What does this TikTok actually claim?
Kristina Maay tells her 489,000 viewers that estrogen and progesterone HRT wasn't enough for her menopause symptoms. She suggests testosterone might be the missing piece but stays vague about specifics.
The video doesn't make explicit medical claims. Instead, it teases future content about testosterone benefits for women. This approach lets creators hint at health advice without making verifiable statements.
She's promoting testosterone as an add-on to standard hormone therapy. The implication is that many women might need all three hormones, not just estrogen and progesterone.
What does science say about testosterone for women?
The evidence for testosterone in postmenopausal women is actually pretty limited. The 2019 Global Consensus Position Statement on Testosterone Therapy found evidence only for treating hypoactive sexual desire disorder in postmenopausal women.
That consensus reviewed decades of research and concluded testosterone helps with sexual function but found insufficient evidence for other benefits like energy, mood, or cognitive function. The effective dose in trials was typically 300 micrograms daily of transdermal testosterone.
The North American Menopause Society's 2020 position statement echoes this. They recommend testosterone only for postmenopausal women with sexual dysfunction who haven't responded to other treatments. That's a pretty narrow indication.
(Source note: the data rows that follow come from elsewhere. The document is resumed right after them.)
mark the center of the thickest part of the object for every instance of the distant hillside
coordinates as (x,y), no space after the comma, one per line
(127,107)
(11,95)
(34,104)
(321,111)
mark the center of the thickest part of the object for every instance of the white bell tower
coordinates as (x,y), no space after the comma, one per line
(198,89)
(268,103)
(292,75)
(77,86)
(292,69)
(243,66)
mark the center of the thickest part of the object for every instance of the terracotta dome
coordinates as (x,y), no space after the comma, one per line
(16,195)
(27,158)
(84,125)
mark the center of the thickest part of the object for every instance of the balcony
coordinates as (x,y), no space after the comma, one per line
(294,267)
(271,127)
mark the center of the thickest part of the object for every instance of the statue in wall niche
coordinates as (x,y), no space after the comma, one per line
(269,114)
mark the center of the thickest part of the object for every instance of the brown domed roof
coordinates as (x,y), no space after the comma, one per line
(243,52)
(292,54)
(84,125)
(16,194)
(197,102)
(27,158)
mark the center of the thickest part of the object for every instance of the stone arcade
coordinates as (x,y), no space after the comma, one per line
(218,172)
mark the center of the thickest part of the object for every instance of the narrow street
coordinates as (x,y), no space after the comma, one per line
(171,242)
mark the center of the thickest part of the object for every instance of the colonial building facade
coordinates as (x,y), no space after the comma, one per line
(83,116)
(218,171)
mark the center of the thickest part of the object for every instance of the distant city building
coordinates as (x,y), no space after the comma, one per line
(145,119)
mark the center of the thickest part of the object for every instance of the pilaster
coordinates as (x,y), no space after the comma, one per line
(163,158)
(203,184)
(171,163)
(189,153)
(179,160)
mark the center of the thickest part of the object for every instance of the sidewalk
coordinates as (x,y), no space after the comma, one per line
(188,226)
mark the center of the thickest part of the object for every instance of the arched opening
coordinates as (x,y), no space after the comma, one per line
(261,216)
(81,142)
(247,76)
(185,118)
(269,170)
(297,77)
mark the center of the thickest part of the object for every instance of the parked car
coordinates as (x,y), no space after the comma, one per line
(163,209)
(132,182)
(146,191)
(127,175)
What are the actual risks?
Testosterone isn't risk-free, especially for women. The 2019 consensus statement noted potential side effects including acne, hair growth, voice changes, and male-pattern baldness. Some of these effects can be permanent.
Long-term cardiovascular and breast cancer risks remain unclear. The Australian Longitudinal Study on Women's Health (Handelsman et al., 2020) found no increased cardiovascular events, but the follow-up was only 3.7 years.
The FDA hasn't approved any testosterone products for women. Doctors prescribe male formulations off-label, making dosing tricky. Too much testosterone can cause irreversible masculinizing effects.
What's missing from this conversation?
Kristina doesn't mention that testosterone deficiency in women is controversial. Unlike men, women don't have clear testosterone reference ranges for diagnosis. The Endocrine Society's 2014 guidelines actually recommend against routine testosterone testing in women.
She also skips the fact that many menopause symptoms improve with optimized estrogen and progesterone dosing. The KEEPS trial (Harman et al., 2014) showed that adjusting standard HRT often resolves persistent symptoms without adding testosterone.
Most importantly, she doesn't discuss non-hormonal options. Cognitive behavioral therapy, exercise, and sleep optimization can address many symptoms she might attribute to low testosterone.
Should you consider testosterone therapy?
If you're postmenopausal with sexual dysfunction that hasn't improved with optimized estrogen therapy, testosterone might help. But that's about where the solid evidence ends.
The key word is "optimized." Many women on HRT haven't tried different estrogen formulations, doses, or delivery methods. Transdermal estradiol often works better than oral forms for energy and mood.
Don't expect testosterone to solve non-sexual symptoms. Despite social media buzz, the evidence for testosterone improving energy, brain fog, or mood in women is weak. You might be chasing the wrong hormone entirely.